The replicate family of functions contains not just primitives but powerful tools for implementing other functionality. Most important is the boolean case, which can be used to ignore unwanted values without branching. Replicate by a constant amount (so
𝕨 is a single number) is not too common in itself, but it's notable because it can be the fastest way to implement outer products and arithmetic with prefix agreement. Fast implementations can be much better than the obvious C code, particularly for the boolean case.
Because it's somewhat simpler to discuss, we'll begin with the case
𝕩 has an integer type (the boolean case is discussed below). The obvious C loop works fine when the average of
𝕩 is large enough, because it auto-vectorizes to write many values at a time. When the average is smaller, this vectorization becomes less effective, but the main problem is branching, which takes many cycles for each element in
𝕩 if the values aren't predictable.
Indices is half of a counting sort: for sparse values, it's the slower half. Making it fast makes counting sort viable for much larger range-to-length ratios.
I know two main ways to tackle the branching problem. The elegant way is a three-pass method computing
+`/⁼+`𝕩. First, zero out the result array. Then traverse
𝕩 with a running sum index and increment the result value at that index at each step. Then sum the result. Somehow C compilers still don't know how to vectorize a prefix sum so you'll need to do it manually for best performance. Three passes is bad for caching so this method needs to be done in blocks to work well for large arrays. A slightly faster variation is that instead of incrementing you can write indices and take a max-scan
⌈` at the end.
The other way is to try to make the lengths less variable by rounding up. Later writes will overwrite earlier ones anyway. This gets messy. If the maximum value in
𝕩 is, say, 8, then generating indices is fairly fast: for each element, write 8 indices and then move the output pointer forward by that much. But if it's not bounded (and why would it be?) you'll end up with gaps. You could just accept some branching and write 8 more indices. You could also use a sparse where algorithm to get the indices of large elements in
𝕩, and do the long writes for those either before or after the short ones. Overall I'm kind of skeptical of these approaches here. However, they are definitely a valid approach to constant Replicate, where
𝕨 is inherently bounded.
Most techniques for Indices can be adapted to Replicate, and the same considerations about branching apply.
An additional approach that becomes available is essentially
/⊸⊏: apply Indices to portions of
𝕨 with the result in a temporary buffer, and select to produce the result. With small enough sections you can use 8-bit indices which can save time. As far as I can tell this method isn't an improvement for Replicate but is for the boolean case, Compress.
The running sum method needs to be modified slightly: instead of incrementing result values by one always, add the difference between the current value in
𝕩 and the previous one.

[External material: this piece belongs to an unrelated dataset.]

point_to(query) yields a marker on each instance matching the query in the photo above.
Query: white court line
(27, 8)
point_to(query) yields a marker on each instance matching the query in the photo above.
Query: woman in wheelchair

It's possible to use xor instead of addition and subtraction but it shouldn't ever make much of a difference to performance. In the boolean case xor-ing trailing bits instead of single bits allows part of an xor-scan to be skipped; see Expanding Bits in Shrinking Time.
The case where
𝕨 is constant is useful for outer products and leading-axis extension, where elements of one argument need to be repeated a few times. This connection is also discussed in Expanding Bits.
The same approaches apply, but the branches in the branchless ones become a lot more predictable. So the obvious loops are now okay instead of bad even for small values. C compilers will generate decent code for constant small numbers—better for powers of two, but still not optimal it seems?
For top performance, the result should be constructed from one shuffle per output, and some haggling with lanes for odd values in AVX. This means the number of shuffle constants is the value of
𝕨, so as the numbers get larger there's a question of how much space in the binary you're willing to devote to it. Although it's not really so bad because the overhead for non-specialized code gets lower as
𝕨 increases. But JIT compiling would be very useful here, of course.
The case with a boolean replication amount is called Where or Compress, based on APL names for these functions from before Replicate was extended to natural numbers.
When the amounts to replicate are natural numbers you're pretty much stuck going one at a time. With booleans there are huge advantages to doing bytes or larger units at once. This tends to lead to a two-level model: an outer replicate-like pattern where the relevant amount is the sum of a group of booleans, as well as an inner pattern based on the individual 0s and 1s.
The standard branchless strategy is to write each result value regardless of whether it should actually be included, then increment the result pointer only if it is. This works best if done in an unrolled loop handling 8 bits at a time. But it's still not competitive with other methods using hardware extensions or lookup tables, so these should be used when there's more implementation time available.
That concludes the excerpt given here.